Burnette and colleagues (2013) conducted a meta-analysis of 113 studies examining mindset and achievement. They found an overall effect size of r = 0.30 (approximately d = 0.62) for the relationship between growth mindset and academic achievement—a meaningful effect by psychological standards.

More importantly, the effect was moderated by several factors. Interventions showed larger effects when they targeted students' attributions for failure specifically (teaching that failure is due to insufficient effort or strategy rather than ability). Effects were also larger in educational contexts where failure was typically interpreted as indicating low ability. This suggests that growth mindset interventions work partly by changing how students interpret academic setback.

Sisk and colleagues (2018) conducted a meta-analysis specifically focused on growth mindset interventions. They found an overall effect of d = 0.08 for achievement outcomes in randomized controlled trials—much smaller than correlational effects suggested and smaller than the original Blackwell study implied. However, moderator analyses revealed larger effects in students who were lower-achieving (d = 0.18) and in interventions that included feedback and teaching components rather than just information provision.

Honest Critiques and Nuances

The growth mindset literature has faced legitimate criticism that is important to acknowledge:

Publication bias: Much of the early research was conducted by Dweck and colleagues, who naturally invested in the theory. Publication bias—the preference for significant results over null findings—is likely in any literature, but particularly concerning when the same research group produces most of the positive findings.

Implementation specificity: Many successful interventions involved intensive, researcher-delivered programs that may not translate to typical classroom implementation. When teachers deliver mindset interventions as part of normal teaching loads, effects may diminish substantially.

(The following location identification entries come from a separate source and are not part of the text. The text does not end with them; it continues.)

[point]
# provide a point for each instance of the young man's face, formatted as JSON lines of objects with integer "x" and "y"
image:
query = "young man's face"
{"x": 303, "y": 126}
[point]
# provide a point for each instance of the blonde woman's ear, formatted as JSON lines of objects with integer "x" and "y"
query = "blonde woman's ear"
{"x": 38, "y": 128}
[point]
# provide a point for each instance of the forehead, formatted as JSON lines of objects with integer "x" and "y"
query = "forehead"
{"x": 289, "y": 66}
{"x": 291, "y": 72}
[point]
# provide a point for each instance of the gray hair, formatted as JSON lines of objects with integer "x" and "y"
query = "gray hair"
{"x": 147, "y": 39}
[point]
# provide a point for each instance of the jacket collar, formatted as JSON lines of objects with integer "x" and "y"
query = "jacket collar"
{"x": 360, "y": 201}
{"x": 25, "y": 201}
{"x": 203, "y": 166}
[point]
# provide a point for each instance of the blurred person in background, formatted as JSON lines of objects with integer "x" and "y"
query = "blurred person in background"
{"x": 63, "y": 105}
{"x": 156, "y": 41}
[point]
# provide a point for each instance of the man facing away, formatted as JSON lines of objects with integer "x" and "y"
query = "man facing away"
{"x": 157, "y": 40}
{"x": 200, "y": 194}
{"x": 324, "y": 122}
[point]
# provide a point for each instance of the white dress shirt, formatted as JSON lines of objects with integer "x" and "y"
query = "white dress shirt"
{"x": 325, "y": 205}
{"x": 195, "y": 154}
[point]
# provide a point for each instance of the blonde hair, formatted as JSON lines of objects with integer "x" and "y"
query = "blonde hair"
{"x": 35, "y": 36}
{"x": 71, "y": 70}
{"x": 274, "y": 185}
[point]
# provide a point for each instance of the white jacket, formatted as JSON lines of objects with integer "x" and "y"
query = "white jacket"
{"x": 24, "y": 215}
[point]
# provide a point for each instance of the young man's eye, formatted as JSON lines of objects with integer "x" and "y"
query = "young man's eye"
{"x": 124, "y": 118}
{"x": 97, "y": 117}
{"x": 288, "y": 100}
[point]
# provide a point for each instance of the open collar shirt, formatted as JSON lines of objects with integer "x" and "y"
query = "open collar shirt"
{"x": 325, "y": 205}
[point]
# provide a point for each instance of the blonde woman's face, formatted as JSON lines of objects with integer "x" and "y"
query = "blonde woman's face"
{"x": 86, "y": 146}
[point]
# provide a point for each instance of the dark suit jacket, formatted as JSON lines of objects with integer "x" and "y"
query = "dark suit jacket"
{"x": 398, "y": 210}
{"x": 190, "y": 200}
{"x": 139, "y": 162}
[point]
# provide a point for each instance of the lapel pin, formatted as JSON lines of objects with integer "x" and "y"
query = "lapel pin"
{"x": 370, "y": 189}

Overclaiming: The popular book "Mindset" (2006) extended the research to domains including business, relationships, and athletics with claims that exceed the empirical foundation. Growth mindset does not predict business success with the same effect size it predicts academic achievement, yet the popular narrative often treats it as a universal panacea.

Fixed mindset is not simply denial: The theory sometimes oversimplifies the fixed/growth distinction. Some "fixed mindset" responses may reflect accurate self-assessment or appropriate responses to genuinely stable constraints. Not all challenges are opportunities for growth, and not all abilities are equally malleable.

Practical Applications

Despite the nuanced findings, several practical applications are well-supported:

Praise effort and process, not intelligence: Research consistently shows that praising effort (strategies, focus, persistence) rather than intelligence or talent produces better outcomes. "You worked really hard on that" vs. "You're so smart." The target of praise shapes future motivation and goal orientation.

Teach that struggle indicates learning opportunity: Helping students interpret difficulty as a natural part of learning—rather than a sign of inability—reduces threat responses and increases persistence. Brief interventions teaching this reframe can have measurable effects.

Attribute failure to insufficient strategy: When students fail, explicitly framing the failure as indicating a strategy deficit rather than an ability deficit maintains motivation for continued effort. "That strategy didn't work—let's try a different one" maintains agency.

Provide process-focused feedback: Effective feedback emphasizes specific strategies and efforts rather than global ability judgments. "Your use of the analogy helped clarify the concept" vs. "You're good at explaining things."